Kamis, 07 Juni 2012

Permohonan


  • Permohonan diajukan dengan surat permohonan yang ditandatangani oleh pemohon atau kuasanya yang sah dan ditujukan kepada Ketua Pengadilan Negeri di tempat tinggal pemohon.
  • Pemohon yang tidak dapat membaca dan menulis dapat mengajukan permohonannya secara lisan dihadapan Ketua Pengadilan Negeri, yang akan menyuruh mencatat permohonanannya tersebut. (Pasal 120 HIR, Pasal 144 RBg.).
  • Permohonan disampaikan kepada Ketua Pengadilan Negeri, kemudian didaftarkan dalam buku register dan diberi nomor unit setelah pemohon membayar persekot biaya perkara yang besarnya sudah ditentukan oleh Pengadilan Negeri (Pasal 121 HIR, Pasal 145 RBg.).
  • Perkara permohonan termasuk dalam pengertian yurisdiksi voluntair dan terhadap perkara permohonan yang diajukan itu, Hakim akan memberikan suatu penetapan.
  • Untuk permohonan pengangkatan anak oleh seorang WNA terhadap anak WNI atau oleh seorang WNI terhadap anak WNA (Pengangkatan Anak Antar Negara / Inter Country Adoption) harus dijatuhkan dalam bentuk putusan (SEMA No.2 Tahun 1979 jo SEMA No.6 Tahun 1983).

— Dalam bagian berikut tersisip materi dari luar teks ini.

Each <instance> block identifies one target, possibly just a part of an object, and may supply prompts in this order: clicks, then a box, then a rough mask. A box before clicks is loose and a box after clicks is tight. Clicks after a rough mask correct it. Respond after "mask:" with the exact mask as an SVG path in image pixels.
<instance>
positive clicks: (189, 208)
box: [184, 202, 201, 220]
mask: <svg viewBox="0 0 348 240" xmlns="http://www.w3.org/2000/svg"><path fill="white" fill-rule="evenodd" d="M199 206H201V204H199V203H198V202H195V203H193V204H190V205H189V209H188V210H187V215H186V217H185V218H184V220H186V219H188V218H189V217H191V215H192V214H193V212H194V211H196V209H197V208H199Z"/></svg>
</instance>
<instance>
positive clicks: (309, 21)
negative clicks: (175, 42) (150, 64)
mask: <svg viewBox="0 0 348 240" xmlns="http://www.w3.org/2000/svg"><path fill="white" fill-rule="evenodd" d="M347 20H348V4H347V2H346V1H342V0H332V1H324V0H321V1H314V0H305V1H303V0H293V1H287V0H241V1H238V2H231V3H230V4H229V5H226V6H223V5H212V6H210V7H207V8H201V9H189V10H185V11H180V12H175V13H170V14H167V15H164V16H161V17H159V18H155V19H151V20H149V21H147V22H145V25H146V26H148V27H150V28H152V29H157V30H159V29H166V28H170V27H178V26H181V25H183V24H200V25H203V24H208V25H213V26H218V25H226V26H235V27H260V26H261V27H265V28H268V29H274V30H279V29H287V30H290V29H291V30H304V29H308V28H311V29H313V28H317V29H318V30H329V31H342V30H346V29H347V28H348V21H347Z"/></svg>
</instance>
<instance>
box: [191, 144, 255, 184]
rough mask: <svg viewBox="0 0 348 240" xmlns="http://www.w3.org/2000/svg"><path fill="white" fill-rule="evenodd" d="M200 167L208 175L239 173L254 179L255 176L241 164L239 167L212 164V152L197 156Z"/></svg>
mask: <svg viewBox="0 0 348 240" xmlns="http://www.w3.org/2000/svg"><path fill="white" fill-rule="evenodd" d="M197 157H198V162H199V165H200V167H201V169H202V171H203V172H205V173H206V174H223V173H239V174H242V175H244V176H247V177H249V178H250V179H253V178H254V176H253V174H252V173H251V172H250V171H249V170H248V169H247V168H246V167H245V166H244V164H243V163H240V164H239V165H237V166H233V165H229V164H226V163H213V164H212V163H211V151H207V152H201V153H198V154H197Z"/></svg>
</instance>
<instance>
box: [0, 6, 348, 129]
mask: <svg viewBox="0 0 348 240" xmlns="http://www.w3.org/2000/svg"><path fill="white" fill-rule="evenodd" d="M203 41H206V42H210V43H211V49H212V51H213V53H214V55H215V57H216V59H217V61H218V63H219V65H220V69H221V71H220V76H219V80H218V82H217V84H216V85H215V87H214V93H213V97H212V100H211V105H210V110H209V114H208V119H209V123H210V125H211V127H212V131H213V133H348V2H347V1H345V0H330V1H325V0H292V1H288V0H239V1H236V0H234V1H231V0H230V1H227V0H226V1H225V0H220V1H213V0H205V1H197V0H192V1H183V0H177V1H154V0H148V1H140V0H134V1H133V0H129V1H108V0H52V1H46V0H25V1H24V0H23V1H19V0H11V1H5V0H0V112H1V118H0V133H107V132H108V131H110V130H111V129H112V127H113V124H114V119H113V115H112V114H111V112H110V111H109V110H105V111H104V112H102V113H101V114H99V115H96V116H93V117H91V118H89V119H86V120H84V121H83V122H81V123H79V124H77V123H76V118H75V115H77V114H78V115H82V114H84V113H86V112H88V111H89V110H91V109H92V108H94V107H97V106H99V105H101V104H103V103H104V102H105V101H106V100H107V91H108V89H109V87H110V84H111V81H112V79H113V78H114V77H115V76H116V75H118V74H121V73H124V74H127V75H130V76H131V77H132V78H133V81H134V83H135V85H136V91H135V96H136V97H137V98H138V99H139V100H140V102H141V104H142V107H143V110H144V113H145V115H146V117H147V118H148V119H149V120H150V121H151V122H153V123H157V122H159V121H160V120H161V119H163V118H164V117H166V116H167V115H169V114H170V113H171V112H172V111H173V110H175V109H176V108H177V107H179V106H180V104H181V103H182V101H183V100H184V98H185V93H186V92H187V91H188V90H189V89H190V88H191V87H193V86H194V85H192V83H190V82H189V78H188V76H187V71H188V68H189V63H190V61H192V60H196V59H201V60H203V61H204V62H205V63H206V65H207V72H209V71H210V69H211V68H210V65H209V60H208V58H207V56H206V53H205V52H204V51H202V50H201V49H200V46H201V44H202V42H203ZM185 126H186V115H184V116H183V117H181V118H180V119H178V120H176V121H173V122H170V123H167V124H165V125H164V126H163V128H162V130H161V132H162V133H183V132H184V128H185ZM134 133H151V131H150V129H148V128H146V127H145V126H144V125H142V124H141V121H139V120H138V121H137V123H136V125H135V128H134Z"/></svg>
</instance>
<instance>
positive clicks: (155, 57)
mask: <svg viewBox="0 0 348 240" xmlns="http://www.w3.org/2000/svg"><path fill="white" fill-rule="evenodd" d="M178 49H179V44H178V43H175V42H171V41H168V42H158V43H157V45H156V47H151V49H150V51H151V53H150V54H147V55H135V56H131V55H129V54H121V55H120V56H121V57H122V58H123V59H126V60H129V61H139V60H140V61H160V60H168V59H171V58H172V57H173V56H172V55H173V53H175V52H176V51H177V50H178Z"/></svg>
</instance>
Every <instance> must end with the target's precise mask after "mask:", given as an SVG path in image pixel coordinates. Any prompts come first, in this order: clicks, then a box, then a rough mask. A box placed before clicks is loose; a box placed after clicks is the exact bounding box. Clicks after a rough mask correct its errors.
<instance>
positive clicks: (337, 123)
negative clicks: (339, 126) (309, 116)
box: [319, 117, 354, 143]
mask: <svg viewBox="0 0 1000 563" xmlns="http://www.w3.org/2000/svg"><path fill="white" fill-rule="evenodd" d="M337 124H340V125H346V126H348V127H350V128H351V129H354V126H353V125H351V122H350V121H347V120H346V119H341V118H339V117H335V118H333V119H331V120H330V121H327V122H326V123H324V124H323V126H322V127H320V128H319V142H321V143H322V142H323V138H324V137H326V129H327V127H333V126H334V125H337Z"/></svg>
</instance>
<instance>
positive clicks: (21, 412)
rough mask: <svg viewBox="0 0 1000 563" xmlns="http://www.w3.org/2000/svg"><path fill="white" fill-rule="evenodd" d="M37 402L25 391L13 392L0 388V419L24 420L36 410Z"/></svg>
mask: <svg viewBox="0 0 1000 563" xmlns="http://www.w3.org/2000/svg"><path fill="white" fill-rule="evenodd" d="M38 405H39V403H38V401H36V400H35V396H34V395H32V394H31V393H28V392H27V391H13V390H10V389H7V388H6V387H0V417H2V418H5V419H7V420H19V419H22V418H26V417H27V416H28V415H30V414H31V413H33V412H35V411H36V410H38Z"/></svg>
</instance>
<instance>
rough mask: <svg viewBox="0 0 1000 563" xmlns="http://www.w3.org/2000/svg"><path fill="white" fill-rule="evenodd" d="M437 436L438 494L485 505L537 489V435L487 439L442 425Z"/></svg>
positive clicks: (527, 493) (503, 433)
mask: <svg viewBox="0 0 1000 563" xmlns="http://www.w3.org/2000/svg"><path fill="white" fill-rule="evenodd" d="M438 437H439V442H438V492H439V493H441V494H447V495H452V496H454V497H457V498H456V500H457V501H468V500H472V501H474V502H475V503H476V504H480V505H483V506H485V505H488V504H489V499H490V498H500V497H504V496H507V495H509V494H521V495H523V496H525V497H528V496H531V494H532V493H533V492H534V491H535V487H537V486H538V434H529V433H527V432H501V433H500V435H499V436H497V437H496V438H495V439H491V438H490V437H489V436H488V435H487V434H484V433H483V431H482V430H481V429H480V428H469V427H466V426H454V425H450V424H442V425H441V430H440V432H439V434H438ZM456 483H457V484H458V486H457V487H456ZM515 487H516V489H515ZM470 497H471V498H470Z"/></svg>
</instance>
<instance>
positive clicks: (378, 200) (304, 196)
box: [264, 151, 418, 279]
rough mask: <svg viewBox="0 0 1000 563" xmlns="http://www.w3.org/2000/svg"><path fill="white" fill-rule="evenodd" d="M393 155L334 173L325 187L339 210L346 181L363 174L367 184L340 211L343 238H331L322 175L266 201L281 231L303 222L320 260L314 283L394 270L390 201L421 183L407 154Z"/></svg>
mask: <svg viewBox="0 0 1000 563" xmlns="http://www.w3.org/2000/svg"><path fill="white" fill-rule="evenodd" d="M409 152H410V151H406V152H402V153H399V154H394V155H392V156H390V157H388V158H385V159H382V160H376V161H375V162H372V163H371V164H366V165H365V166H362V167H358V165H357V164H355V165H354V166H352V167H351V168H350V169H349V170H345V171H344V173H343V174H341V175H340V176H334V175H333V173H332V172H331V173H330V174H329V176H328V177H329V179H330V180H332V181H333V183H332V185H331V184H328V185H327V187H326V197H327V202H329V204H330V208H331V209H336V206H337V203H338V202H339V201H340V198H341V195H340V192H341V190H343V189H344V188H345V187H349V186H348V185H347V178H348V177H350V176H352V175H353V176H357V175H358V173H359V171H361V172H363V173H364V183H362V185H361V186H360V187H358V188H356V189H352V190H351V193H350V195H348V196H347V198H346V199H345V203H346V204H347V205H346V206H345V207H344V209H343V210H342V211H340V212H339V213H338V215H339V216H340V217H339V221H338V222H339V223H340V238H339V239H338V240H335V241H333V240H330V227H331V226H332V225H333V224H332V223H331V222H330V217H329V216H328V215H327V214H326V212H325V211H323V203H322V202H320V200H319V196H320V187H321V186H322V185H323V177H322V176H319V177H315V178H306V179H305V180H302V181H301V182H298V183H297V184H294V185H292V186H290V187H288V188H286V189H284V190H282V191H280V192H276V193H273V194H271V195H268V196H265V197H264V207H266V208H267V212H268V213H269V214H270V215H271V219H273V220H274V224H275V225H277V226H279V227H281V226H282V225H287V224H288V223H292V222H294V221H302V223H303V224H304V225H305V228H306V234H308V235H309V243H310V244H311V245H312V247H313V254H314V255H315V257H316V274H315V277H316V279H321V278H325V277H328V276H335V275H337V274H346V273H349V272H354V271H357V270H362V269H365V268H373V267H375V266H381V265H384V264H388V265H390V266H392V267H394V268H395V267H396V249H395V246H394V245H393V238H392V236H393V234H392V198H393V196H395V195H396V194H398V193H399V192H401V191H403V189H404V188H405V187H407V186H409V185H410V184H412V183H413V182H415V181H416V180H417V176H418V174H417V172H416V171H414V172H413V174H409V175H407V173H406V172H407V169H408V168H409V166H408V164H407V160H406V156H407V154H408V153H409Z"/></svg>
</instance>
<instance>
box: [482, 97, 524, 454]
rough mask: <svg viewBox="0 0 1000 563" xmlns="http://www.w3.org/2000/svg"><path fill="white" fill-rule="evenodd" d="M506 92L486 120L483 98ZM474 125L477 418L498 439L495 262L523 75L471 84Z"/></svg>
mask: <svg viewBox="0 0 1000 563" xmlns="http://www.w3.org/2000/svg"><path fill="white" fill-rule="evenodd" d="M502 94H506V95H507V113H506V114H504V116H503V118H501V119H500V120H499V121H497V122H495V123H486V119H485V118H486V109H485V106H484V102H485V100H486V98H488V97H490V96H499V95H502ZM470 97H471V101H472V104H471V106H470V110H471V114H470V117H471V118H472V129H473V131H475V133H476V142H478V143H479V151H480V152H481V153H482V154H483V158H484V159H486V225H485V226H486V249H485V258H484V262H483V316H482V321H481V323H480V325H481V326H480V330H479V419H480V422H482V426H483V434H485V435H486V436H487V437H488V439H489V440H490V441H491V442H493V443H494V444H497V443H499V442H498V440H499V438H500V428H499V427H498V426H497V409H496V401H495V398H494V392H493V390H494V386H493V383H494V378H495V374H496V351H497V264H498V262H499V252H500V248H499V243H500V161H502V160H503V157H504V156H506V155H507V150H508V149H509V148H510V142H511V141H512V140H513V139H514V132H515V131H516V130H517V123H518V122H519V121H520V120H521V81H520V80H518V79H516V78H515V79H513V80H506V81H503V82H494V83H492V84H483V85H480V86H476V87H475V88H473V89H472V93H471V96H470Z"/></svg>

  • Pengadilan Negeri hanya berwenang untuk memeriksa dan mengabulkan permohonan apabila hal itu ditentukan oleh peraturan perundang-undangan.
  • Permohonan pengangkatan anak ditujukan kepada Pengadilan Negeri, yang daerah hukumnya meliputi tempat tinggal anak yang hendak diangkat (SEMA No.2 Tahun 1979 jo SEMA No.6 Tahun 1983 jo SEMA No.4 Tahun 1989).
  • Untuk permohonan pengangkatan anak oleh seorang WNA terhadap anak WNI atau oleh seorang WNI terhadap anak WNA (Pengangkatan Anak Antar Negara Inter Country Adoption) hanya dapat dilakukan dalam daerah Pengadilan Negeri dimana Yayasan yang ditunjuk Departemen. Sosial RI untuk dapat dilakukannya Inter Country Adoption berada; yang saat ini ada 6, yaitu :
  1. a. DKI Jakarta        - Yayasan          Sayap                        Ibu     -Yayasan Bhakti Nusantara "Tiara Putra"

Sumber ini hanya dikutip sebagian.